Après avoir conduit différentes études, le Conseil d'État genevois a retenu deux variantes possibles :

- une traversée en tunnel, se situant dans l'axe avenue de France/Nautique (moyenne traversée), soit à l'intérieur du périmètre prévu par l'initiative acceptée par le peuple ;

- une traversée en pont, se situant plus en amont dans un axe entre le Reposoir, sur la rive droite, et le lieu dit Belle-Fontaine, sur la rive gauche (grande traversée).

Les deux projets seront soumis à l'appréciation du Grand Conseil, le peuple étant appelé ultérieurement à faire un choix définitif.

2. Plusieurs variantes de financement de l'ouvrage choisi sont possibles. Il est important de souligner à ce stade que, loin de s'exclure, ces variantes sont complémentaires :

- financement pour partie par une augmentation de l'impôt auto ;

- financement pour partie par le budget cantonal, au travers de tranches annuelles inscrites au budget d'investissement ;

- financement par la Confédération via l'inscription de l'objet dans le réseau des routes principales ;

- financement par un péage, moyennant autorisation spéciale conformément à l'art. 37, al. 2, de la Constitution fédérale.
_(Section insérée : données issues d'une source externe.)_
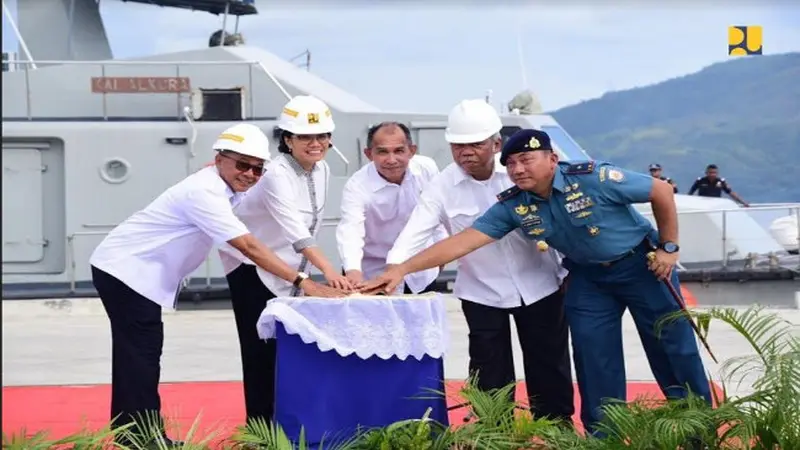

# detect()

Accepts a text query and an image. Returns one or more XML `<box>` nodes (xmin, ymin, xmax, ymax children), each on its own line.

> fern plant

<box><xmin>656</xmin><ymin>305</ymin><xmax>800</xmax><ymax>449</ymax></box>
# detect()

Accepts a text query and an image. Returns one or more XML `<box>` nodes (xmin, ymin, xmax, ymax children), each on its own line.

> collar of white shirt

<box><xmin>365</xmin><ymin>162</ymin><xmax>413</xmax><ymax>193</ymax></box>
<box><xmin>208</xmin><ymin>166</ymin><xmax>243</xmax><ymax>205</ymax></box>
<box><xmin>282</xmin><ymin>153</ymin><xmax>321</xmax><ymax>176</ymax></box>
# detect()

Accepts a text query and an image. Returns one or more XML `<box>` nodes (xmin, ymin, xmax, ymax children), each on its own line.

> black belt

<box><xmin>599</xmin><ymin>240</ymin><xmax>652</xmax><ymax>267</ymax></box>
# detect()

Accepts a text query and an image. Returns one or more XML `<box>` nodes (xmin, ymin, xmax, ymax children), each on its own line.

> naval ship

<box><xmin>2</xmin><ymin>0</ymin><xmax>798</xmax><ymax>308</ymax></box>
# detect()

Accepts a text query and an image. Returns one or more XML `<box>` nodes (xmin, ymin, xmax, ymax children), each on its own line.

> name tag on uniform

<box><xmin>565</xmin><ymin>196</ymin><xmax>594</xmax><ymax>214</ymax></box>
<box><xmin>521</xmin><ymin>214</ymin><xmax>543</xmax><ymax>226</ymax></box>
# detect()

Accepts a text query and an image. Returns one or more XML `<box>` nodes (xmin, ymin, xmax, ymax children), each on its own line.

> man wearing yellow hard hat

<box><xmin>90</xmin><ymin>123</ymin><xmax>343</xmax><ymax>447</ymax></box>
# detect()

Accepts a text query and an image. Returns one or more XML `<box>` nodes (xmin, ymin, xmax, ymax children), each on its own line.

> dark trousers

<box><xmin>91</xmin><ymin>266</ymin><xmax>165</xmax><ymax>436</ymax></box>
<box><xmin>227</xmin><ymin>263</ymin><xmax>278</xmax><ymax>424</ymax></box>
<box><xmin>461</xmin><ymin>290</ymin><xmax>574</xmax><ymax>422</ymax></box>
<box><xmin>564</xmin><ymin>247</ymin><xmax>711</xmax><ymax>435</ymax></box>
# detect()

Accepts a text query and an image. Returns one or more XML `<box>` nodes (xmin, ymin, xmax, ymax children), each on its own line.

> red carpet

<box><xmin>1</xmin><ymin>380</ymin><xmax>712</xmax><ymax>441</ymax></box>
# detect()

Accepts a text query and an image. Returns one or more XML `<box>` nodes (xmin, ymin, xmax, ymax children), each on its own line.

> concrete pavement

<box><xmin>3</xmin><ymin>295</ymin><xmax>798</xmax><ymax>398</ymax></box>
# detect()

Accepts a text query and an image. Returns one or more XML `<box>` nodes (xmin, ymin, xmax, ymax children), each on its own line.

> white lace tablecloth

<box><xmin>256</xmin><ymin>294</ymin><xmax>450</xmax><ymax>361</ymax></box>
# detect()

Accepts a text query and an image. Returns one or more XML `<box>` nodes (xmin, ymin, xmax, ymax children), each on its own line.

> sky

<box><xmin>3</xmin><ymin>0</ymin><xmax>800</xmax><ymax>113</ymax></box>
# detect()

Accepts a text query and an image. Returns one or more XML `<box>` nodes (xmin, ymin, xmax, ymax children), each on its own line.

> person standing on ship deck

<box><xmin>378</xmin><ymin>100</ymin><xmax>574</xmax><ymax>424</ymax></box>
<box><xmin>89</xmin><ymin>123</ymin><xmax>344</xmax><ymax>448</ymax></box>
<box><xmin>336</xmin><ymin>121</ymin><xmax>447</xmax><ymax>294</ymax></box>
<box><xmin>687</xmin><ymin>163</ymin><xmax>749</xmax><ymax>206</ymax></box>
<box><xmin>218</xmin><ymin>95</ymin><xmax>353</xmax><ymax>427</ymax></box>
<box><xmin>648</xmin><ymin>163</ymin><xmax>678</xmax><ymax>194</ymax></box>
<box><xmin>364</xmin><ymin>128</ymin><xmax>712</xmax><ymax>436</ymax></box>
Lors d'une réunion qui eut lieu le 2 mai 1995 entre une délégation du Conseil fédéral et une délégation du Conseil d'État genevois, la délégation de notre gouvernement fédéral a été amenée à faire part de l'avis suivant :

- une inscription de l'ouvrage dans le réseau des routes principales, en tant que nouvel objet, n'est guère envisageable compte tenu de l'état actuel des finances fédérales ;

- tout au plus pourrait-on concevoir une rocade entre la traversée de la rade et un autre ouvrage d'ores et déjà inscrit dans le réseau des routes principales sur le canton de Genève ; une telle hypothèse doit cependant être approfondie au vu des problèmes juridiques et techniques qu'elle pose ;

- un péage pourrait être envisagé, par application de l'art. 37, al. 2, de la Constitution fédérale.
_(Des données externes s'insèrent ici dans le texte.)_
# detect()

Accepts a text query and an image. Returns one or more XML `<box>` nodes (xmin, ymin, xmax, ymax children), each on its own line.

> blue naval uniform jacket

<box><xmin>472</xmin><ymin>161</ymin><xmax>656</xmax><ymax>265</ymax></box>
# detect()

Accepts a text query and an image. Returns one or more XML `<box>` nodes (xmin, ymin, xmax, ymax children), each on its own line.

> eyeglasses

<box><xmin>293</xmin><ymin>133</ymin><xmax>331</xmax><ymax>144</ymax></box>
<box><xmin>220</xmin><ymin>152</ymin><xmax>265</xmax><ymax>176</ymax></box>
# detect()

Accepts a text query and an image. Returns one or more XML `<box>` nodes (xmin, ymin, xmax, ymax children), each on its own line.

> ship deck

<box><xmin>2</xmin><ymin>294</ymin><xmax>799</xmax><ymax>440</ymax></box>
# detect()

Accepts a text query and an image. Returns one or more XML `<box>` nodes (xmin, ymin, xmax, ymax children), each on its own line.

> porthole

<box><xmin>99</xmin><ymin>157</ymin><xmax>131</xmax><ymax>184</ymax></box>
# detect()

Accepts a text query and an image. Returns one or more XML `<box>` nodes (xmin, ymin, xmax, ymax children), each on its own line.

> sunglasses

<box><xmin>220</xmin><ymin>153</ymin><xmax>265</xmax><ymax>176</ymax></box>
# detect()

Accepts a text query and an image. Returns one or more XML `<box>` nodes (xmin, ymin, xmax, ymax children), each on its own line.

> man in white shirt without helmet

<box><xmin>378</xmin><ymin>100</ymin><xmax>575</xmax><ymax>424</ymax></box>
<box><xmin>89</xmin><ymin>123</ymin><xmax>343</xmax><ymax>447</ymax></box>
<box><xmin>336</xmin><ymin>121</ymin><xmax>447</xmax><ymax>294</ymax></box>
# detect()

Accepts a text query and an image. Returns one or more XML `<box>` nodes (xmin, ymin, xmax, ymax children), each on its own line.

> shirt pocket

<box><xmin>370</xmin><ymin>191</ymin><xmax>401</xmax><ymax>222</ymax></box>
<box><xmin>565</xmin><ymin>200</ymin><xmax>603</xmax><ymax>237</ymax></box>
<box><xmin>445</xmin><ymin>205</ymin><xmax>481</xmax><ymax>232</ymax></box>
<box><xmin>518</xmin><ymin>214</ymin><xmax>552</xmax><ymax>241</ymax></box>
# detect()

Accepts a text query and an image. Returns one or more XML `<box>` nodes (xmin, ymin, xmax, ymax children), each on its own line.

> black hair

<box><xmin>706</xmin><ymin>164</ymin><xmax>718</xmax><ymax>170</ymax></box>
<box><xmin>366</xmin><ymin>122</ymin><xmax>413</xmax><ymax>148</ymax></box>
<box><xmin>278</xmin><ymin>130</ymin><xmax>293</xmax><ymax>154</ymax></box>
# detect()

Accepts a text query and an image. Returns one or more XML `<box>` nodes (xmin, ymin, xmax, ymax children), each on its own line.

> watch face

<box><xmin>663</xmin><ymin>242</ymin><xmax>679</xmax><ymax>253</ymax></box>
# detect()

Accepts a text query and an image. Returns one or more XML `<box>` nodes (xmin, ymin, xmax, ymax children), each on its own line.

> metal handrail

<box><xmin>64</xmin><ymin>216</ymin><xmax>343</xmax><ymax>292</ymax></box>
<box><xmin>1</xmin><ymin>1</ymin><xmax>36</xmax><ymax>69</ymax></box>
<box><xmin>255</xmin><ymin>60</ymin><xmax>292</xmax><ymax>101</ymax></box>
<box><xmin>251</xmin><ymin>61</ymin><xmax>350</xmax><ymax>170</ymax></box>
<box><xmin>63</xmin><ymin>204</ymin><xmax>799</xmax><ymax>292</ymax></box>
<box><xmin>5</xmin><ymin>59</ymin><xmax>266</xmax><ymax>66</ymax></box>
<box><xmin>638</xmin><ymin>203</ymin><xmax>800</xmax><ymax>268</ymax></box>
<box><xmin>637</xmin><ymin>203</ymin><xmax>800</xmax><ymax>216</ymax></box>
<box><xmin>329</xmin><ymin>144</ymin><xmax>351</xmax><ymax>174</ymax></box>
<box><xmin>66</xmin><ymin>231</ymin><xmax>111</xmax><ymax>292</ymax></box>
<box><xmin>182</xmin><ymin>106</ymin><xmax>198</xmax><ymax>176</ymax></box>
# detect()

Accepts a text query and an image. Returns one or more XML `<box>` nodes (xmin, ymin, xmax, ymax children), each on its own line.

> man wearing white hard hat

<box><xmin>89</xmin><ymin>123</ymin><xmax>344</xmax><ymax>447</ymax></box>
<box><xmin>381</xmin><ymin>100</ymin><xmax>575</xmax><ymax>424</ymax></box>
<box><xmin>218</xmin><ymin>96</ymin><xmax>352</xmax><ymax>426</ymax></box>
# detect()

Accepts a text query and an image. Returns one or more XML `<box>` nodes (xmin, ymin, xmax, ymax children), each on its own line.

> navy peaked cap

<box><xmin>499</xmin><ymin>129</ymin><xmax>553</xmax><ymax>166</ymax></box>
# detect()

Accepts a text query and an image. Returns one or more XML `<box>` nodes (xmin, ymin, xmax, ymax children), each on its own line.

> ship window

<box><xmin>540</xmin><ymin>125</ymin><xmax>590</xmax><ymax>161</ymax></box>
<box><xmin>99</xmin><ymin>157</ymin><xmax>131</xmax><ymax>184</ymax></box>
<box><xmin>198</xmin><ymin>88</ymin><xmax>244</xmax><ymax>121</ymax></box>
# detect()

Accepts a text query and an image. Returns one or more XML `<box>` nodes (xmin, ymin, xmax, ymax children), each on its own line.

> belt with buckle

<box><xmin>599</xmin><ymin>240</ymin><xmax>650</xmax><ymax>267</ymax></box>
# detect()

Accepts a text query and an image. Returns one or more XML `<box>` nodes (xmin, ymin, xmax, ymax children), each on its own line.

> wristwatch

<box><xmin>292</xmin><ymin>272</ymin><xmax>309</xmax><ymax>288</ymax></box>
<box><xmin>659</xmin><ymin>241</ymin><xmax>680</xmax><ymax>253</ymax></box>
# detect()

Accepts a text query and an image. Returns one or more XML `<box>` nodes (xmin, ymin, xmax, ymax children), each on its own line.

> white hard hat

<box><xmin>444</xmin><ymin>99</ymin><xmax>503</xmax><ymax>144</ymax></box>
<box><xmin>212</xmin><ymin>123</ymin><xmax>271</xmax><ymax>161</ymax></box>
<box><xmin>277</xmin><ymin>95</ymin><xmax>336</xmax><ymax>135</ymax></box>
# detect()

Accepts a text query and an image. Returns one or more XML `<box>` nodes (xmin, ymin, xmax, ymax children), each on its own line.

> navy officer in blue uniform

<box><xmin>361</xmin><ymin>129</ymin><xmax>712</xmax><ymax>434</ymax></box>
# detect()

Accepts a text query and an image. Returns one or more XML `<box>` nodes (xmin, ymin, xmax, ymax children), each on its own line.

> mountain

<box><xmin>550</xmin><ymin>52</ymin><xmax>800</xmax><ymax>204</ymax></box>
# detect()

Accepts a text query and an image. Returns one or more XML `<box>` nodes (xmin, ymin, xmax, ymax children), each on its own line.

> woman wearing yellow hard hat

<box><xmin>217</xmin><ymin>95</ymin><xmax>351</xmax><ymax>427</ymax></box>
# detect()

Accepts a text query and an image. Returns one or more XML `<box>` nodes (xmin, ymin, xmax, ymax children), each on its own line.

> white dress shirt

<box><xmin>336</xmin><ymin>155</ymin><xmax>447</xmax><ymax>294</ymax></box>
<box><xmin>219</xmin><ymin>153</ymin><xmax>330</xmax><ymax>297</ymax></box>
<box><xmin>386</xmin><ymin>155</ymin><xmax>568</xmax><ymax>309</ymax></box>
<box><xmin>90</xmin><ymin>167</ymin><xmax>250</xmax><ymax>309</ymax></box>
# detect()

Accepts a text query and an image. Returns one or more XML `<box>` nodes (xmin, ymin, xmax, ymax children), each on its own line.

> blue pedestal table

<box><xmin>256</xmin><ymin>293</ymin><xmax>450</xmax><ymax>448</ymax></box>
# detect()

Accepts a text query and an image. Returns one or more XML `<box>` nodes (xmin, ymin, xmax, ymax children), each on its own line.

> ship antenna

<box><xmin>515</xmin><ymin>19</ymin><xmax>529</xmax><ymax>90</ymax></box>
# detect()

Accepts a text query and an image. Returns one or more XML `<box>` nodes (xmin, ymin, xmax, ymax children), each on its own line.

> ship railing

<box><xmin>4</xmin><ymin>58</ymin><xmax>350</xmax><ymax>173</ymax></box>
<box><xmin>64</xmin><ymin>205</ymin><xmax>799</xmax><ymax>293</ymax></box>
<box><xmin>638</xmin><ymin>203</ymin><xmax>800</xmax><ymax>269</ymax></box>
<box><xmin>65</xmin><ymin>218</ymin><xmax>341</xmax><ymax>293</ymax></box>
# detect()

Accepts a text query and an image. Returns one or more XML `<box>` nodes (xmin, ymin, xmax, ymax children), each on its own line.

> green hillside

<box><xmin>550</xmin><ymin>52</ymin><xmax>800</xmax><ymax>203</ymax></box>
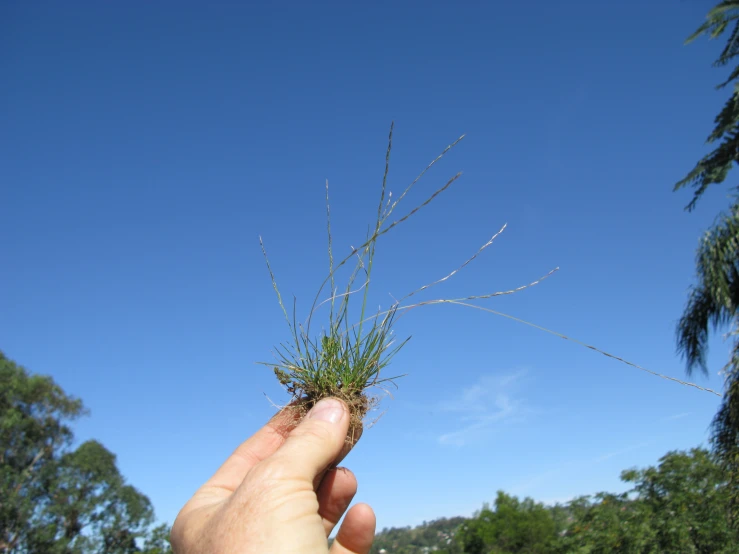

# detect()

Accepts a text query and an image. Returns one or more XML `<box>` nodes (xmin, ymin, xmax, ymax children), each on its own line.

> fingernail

<box><xmin>308</xmin><ymin>398</ymin><xmax>345</xmax><ymax>424</ymax></box>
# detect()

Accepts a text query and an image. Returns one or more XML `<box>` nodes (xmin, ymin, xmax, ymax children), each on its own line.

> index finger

<box><xmin>202</xmin><ymin>405</ymin><xmax>300</xmax><ymax>494</ymax></box>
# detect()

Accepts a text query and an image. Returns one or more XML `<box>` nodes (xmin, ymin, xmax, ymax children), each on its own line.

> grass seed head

<box><xmin>259</xmin><ymin>123</ymin><xmax>558</xmax><ymax>441</ymax></box>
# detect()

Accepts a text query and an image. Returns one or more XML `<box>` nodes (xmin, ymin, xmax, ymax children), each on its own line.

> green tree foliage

<box><xmin>138</xmin><ymin>525</ymin><xmax>173</xmax><ymax>554</ymax></box>
<box><xmin>676</xmin><ymin>0</ymin><xmax>739</xmax><ymax>523</ymax></box>
<box><xmin>556</xmin><ymin>493</ymin><xmax>657</xmax><ymax>553</ymax></box>
<box><xmin>675</xmin><ymin>1</ymin><xmax>739</xmax><ymax>210</ymax></box>
<box><xmin>0</xmin><ymin>351</ymin><xmax>171</xmax><ymax>554</ymax></box>
<box><xmin>558</xmin><ymin>449</ymin><xmax>739</xmax><ymax>553</ymax></box>
<box><xmin>624</xmin><ymin>448</ymin><xmax>736</xmax><ymax>551</ymax></box>
<box><xmin>456</xmin><ymin>492</ymin><xmax>558</xmax><ymax>554</ymax></box>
3. La réalisation de la traversée de la rade est nécessaire notamment pour deux motifs importants :

- il s'agit de décharger les quais et le centre-ville d'un trafic de transit, en d'autre termes de désengorger le centre-ville d'une circulation dont ce n'est pas la destination. Sur ce point, l'ouvrage répond incontestablement à des objectifs prévus par le droit fédéral (en particulier OPB, OPair);

- en déchargeant le pont du Mont-Blanc d'une partie importante des véhicules qui l'empruntent uniquement à des fins de transit, on dégage de nouvelles capacités pour les transports publics. La traversée de la rade montre donc de manière très concrète le lien qu'il y a entre le développement des transports publics d'agglomération et la réalisation d'ouvrages permettant de diriger différemment la circulation de transit.
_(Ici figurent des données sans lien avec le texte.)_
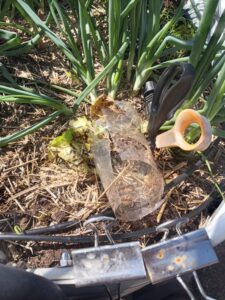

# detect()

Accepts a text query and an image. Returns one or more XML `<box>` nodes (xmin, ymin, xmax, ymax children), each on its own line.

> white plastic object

<box><xmin>205</xmin><ymin>201</ymin><xmax>225</xmax><ymax>247</ymax></box>
<box><xmin>156</xmin><ymin>109</ymin><xmax>212</xmax><ymax>151</ymax></box>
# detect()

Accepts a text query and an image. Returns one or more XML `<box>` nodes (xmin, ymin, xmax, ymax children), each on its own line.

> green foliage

<box><xmin>48</xmin><ymin>129</ymin><xmax>75</xmax><ymax>161</ymax></box>
<box><xmin>0</xmin><ymin>0</ymin><xmax>45</xmax><ymax>20</ymax></box>
<box><xmin>176</xmin><ymin>0</ymin><xmax>225</xmax><ymax>132</ymax></box>
<box><xmin>50</xmin><ymin>129</ymin><xmax>73</xmax><ymax>148</ymax></box>
<box><xmin>0</xmin><ymin>29</ymin><xmax>21</xmax><ymax>54</ymax></box>
<box><xmin>172</xmin><ymin>19</ymin><xmax>195</xmax><ymax>41</ymax></box>
<box><xmin>1</xmin><ymin>0</ymin><xmax>225</xmax><ymax>146</ymax></box>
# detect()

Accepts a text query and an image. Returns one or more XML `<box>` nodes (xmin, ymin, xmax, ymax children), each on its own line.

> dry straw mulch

<box><xmin>1</xmin><ymin>48</ymin><xmax>225</xmax><ymax>267</ymax></box>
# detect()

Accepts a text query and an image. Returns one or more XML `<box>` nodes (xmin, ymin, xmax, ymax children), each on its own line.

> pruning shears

<box><xmin>144</xmin><ymin>63</ymin><xmax>212</xmax><ymax>151</ymax></box>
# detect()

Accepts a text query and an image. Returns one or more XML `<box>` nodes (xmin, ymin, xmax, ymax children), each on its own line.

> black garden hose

<box><xmin>0</xmin><ymin>189</ymin><xmax>219</xmax><ymax>244</ymax></box>
<box><xmin>25</xmin><ymin>220</ymin><xmax>81</xmax><ymax>235</ymax></box>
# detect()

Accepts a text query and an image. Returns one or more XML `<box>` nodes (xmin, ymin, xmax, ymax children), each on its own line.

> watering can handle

<box><xmin>148</xmin><ymin>63</ymin><xmax>196</xmax><ymax>146</ymax></box>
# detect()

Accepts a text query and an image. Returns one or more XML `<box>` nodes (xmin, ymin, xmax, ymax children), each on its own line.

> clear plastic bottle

<box><xmin>91</xmin><ymin>100</ymin><xmax>164</xmax><ymax>222</ymax></box>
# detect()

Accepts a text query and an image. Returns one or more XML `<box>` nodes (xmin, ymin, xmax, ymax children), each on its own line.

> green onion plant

<box><xmin>1</xmin><ymin>0</ymin><xmax>225</xmax><ymax>145</ymax></box>
<box><xmin>163</xmin><ymin>0</ymin><xmax>225</xmax><ymax>139</ymax></box>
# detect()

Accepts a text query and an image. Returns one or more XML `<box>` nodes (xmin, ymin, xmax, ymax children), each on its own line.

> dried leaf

<box><xmin>90</xmin><ymin>94</ymin><xmax>114</xmax><ymax>118</ymax></box>
<box><xmin>69</xmin><ymin>116</ymin><xmax>92</xmax><ymax>136</ymax></box>
<box><xmin>140</xmin><ymin>120</ymin><xmax>148</xmax><ymax>134</ymax></box>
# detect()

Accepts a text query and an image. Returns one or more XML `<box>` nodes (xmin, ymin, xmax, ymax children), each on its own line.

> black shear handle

<box><xmin>149</xmin><ymin>63</ymin><xmax>195</xmax><ymax>145</ymax></box>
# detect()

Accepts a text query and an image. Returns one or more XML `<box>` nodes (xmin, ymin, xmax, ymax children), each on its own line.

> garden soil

<box><xmin>0</xmin><ymin>25</ymin><xmax>225</xmax><ymax>269</ymax></box>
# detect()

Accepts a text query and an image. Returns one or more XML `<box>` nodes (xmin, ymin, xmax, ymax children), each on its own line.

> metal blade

<box><xmin>72</xmin><ymin>241</ymin><xmax>146</xmax><ymax>287</ymax></box>
<box><xmin>142</xmin><ymin>229</ymin><xmax>218</xmax><ymax>284</ymax></box>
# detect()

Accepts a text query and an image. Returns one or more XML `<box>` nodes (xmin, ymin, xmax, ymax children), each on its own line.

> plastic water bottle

<box><xmin>91</xmin><ymin>100</ymin><xmax>164</xmax><ymax>222</ymax></box>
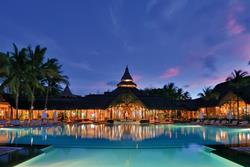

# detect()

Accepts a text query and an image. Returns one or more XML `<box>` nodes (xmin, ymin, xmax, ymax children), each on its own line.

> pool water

<box><xmin>17</xmin><ymin>145</ymin><xmax>242</xmax><ymax>167</ymax></box>
<box><xmin>0</xmin><ymin>124</ymin><xmax>249</xmax><ymax>166</ymax></box>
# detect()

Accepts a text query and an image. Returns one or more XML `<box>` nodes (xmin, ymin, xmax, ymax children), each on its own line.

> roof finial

<box><xmin>117</xmin><ymin>66</ymin><xmax>137</xmax><ymax>88</ymax></box>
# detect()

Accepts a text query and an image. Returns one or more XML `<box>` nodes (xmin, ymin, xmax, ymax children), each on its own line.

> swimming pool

<box><xmin>0</xmin><ymin>124</ymin><xmax>249</xmax><ymax>166</ymax></box>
4. Le prélèvement d'un péage, permettant de financer à tout le moins une partie de l'ouvrage, représente un cas d'application concret du principe de "l'utilisateur-payeur". Un tel péage est ici d'autant plus justifié qu'il représente la contrepartie d'un avantage offert à l'automobiliste : suppression d'embouteillages et confort, gain de temps de parcours, etc. Un tel péage rejoint par ailleurs des objectifs d'intérêt général tels que ceux décrits au point 3.

Antrag des Bundesrates

Le Conseil fédéral est prêt à accepter la motion.

Stellungnahme des Bundesrates

Le Conseil fédéral est prêt à accepter la motion.